Je reste perplexe devant le fait que tant de mouvements citoyens, de syndicats et autres groupes de défense d’intérêts particuliers ou collectifs, restent aussi ignorants des ressources de toutes ces techniques. Certes ils ont pratiqué ou entendu parler de telle ou telle forme spécifique, par-delà la grève sous ses différents aspects, le boycott, la grève de la faim. Mais elles sont très rarement utilisées dans une démarche cohérente et ainsi leur effet positif est-il annulé par le contexte dans lequel elle est inscrite. Comme toute action responsable, celle-ci nécessite de la méthode et un suivi permanent de cohérence entre la fin poursuivie et les moyens utilisés.

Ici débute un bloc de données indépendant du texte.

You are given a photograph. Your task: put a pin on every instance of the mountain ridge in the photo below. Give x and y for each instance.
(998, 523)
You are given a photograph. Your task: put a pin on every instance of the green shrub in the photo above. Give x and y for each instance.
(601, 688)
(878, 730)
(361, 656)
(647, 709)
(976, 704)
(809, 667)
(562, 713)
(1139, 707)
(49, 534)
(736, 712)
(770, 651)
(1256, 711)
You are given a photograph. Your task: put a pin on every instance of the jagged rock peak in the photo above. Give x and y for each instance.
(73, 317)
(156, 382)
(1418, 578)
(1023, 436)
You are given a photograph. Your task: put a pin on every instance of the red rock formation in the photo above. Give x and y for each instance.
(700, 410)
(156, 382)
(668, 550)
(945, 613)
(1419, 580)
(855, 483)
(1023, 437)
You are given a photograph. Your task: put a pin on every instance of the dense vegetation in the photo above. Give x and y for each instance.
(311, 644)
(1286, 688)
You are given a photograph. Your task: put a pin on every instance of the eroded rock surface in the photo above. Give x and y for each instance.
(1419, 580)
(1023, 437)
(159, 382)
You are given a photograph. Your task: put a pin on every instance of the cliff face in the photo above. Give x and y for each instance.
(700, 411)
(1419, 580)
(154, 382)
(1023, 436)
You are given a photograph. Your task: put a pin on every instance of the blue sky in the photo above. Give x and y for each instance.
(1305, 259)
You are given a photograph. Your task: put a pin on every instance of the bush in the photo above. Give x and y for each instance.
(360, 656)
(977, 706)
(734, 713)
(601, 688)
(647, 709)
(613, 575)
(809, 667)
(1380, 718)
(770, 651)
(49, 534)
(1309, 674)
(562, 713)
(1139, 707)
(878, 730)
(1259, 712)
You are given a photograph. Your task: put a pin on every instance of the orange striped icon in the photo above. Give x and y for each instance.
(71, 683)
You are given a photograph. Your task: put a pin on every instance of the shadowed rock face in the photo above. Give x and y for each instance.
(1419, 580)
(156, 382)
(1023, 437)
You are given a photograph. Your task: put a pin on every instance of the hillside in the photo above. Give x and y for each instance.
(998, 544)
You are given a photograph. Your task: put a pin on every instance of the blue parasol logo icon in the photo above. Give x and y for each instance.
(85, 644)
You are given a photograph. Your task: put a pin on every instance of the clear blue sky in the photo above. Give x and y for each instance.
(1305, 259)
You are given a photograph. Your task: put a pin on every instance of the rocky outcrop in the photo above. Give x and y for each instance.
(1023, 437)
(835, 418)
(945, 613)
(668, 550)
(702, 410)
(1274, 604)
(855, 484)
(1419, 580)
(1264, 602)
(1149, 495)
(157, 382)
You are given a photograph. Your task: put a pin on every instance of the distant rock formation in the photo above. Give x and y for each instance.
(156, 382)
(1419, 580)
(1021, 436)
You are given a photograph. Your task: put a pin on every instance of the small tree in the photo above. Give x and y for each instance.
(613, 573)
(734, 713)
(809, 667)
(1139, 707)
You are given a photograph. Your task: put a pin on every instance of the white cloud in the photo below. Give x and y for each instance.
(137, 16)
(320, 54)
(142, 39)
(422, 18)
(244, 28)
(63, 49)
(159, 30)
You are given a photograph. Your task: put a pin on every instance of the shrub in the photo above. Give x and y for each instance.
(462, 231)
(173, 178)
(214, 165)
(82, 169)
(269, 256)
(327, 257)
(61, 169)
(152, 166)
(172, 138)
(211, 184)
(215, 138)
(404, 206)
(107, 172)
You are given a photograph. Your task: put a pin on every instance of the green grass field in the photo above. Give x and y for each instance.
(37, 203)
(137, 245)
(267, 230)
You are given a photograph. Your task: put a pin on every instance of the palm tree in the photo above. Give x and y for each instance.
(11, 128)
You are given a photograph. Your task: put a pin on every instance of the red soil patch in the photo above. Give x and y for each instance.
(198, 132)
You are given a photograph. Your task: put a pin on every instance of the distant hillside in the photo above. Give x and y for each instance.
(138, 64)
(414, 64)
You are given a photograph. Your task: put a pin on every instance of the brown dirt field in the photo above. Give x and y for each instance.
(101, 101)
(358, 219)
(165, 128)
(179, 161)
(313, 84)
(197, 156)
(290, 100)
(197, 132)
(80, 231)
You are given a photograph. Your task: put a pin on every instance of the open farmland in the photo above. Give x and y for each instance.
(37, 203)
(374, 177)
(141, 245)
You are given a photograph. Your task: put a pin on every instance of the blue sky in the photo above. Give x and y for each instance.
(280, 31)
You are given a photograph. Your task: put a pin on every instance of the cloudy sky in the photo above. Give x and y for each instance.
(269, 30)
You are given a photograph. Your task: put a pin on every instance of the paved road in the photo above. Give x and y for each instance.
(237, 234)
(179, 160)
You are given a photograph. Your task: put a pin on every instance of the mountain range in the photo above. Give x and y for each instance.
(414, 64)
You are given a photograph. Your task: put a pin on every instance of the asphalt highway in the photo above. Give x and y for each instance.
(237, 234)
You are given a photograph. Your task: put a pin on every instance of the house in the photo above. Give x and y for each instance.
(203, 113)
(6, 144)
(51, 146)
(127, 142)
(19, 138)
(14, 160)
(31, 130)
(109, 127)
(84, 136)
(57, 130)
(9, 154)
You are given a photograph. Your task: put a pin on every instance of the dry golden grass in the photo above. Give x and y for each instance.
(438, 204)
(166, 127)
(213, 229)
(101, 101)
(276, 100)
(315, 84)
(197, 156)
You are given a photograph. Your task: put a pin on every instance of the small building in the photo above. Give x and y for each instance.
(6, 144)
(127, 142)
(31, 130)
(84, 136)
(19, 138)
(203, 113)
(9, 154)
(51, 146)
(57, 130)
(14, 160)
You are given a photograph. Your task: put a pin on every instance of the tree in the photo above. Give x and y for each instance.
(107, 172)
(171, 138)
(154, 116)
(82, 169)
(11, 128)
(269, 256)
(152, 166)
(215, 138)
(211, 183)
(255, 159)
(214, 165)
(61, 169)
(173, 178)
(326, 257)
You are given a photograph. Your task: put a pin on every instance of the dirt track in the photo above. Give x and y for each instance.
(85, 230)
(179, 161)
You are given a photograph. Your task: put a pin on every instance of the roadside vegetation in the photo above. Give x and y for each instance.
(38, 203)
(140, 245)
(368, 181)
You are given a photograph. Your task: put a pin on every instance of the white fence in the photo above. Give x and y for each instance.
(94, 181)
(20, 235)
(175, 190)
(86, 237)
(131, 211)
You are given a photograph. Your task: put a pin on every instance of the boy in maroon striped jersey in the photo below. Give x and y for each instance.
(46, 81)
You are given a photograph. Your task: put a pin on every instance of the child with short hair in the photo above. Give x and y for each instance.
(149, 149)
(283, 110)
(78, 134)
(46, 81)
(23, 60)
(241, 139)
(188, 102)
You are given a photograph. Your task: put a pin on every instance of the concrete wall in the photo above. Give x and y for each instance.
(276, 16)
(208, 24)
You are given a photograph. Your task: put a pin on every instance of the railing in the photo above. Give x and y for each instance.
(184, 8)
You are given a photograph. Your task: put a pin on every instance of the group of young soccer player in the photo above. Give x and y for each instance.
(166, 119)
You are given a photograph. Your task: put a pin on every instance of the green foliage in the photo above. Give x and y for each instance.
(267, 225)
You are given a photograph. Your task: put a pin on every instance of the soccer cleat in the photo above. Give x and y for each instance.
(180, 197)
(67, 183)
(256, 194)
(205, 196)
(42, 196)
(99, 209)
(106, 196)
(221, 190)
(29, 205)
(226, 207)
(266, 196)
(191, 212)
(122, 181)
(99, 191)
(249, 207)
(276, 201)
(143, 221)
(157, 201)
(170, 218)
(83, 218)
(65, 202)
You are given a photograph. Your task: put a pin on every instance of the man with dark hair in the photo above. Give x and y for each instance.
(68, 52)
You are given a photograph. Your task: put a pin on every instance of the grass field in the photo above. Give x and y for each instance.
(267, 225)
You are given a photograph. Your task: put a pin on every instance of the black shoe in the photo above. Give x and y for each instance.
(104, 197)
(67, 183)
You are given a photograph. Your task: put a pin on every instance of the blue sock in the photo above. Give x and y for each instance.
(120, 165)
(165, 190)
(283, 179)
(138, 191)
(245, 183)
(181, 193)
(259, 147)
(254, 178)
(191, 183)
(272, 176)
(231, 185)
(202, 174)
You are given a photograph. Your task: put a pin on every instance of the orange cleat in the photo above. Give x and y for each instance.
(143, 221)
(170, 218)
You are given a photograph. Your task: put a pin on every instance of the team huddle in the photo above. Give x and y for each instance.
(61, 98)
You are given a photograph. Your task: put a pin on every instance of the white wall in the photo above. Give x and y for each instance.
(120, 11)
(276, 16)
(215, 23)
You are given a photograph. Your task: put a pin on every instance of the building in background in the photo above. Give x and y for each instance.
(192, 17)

Un grand débat reste sous-jacent aux récentes actions qui ont conduit à la destruction de bâtiment ou de production agricole. Quand on parle de violence, il s’agit de distinguer d’abord s’il s’agit de violence contre des personnes ou contre des biens. En outre il faut s’assurer que les personnes qui agissent ainsi assument leur geste en le revendiquant publiquement : c’est alors à la justice de se prononcer et de dire si les lois en cours sont encore adaptées à la situation ou si elles nécessitent des aménagements qui tiennent compte des évolutions techniques et sociales. Car il n’y a pas une définition “abstraite” de la violence. Chaque société définit à travers ses lois les limites du tolérable et de l’intolérable. Et ces limites changent sous l’influence des changements que vit toute société.

Un des facteurs de changement de ces lois, c’est précisément les mouvements de citoyens. Qu’on y pense, le droit de se syndiquer, de s’associer simplement, le droit de créer une radio, une chaîne de télévision, d’objecter au service militaire, de désobéir aux ordres infondés et tant d’autres droits qui nous semblent évidents aujourd’hui, ont été conquis de haute lutte et parce que des citoyens ont pris des risques, celui de passer au tribunal, celui d’aller en prison.

Enfin, il s’agit de s’assurer que ces destructions ne soient que symboliques pour alerter l’opinion publique, les élus, les forces morales d’un pays et qu’elles soient compensées par des constructions tout autant symboliques de ce qu’on cherche à promouvoir.

J’espère que la lecture des pages qui suivent donnera envie de se former, de s’entraîner à l’utilisation de ces formes d’action et de relation dans un groupe, une organisation et permettra d’être plus efficace dans les actes de résistance et de construction.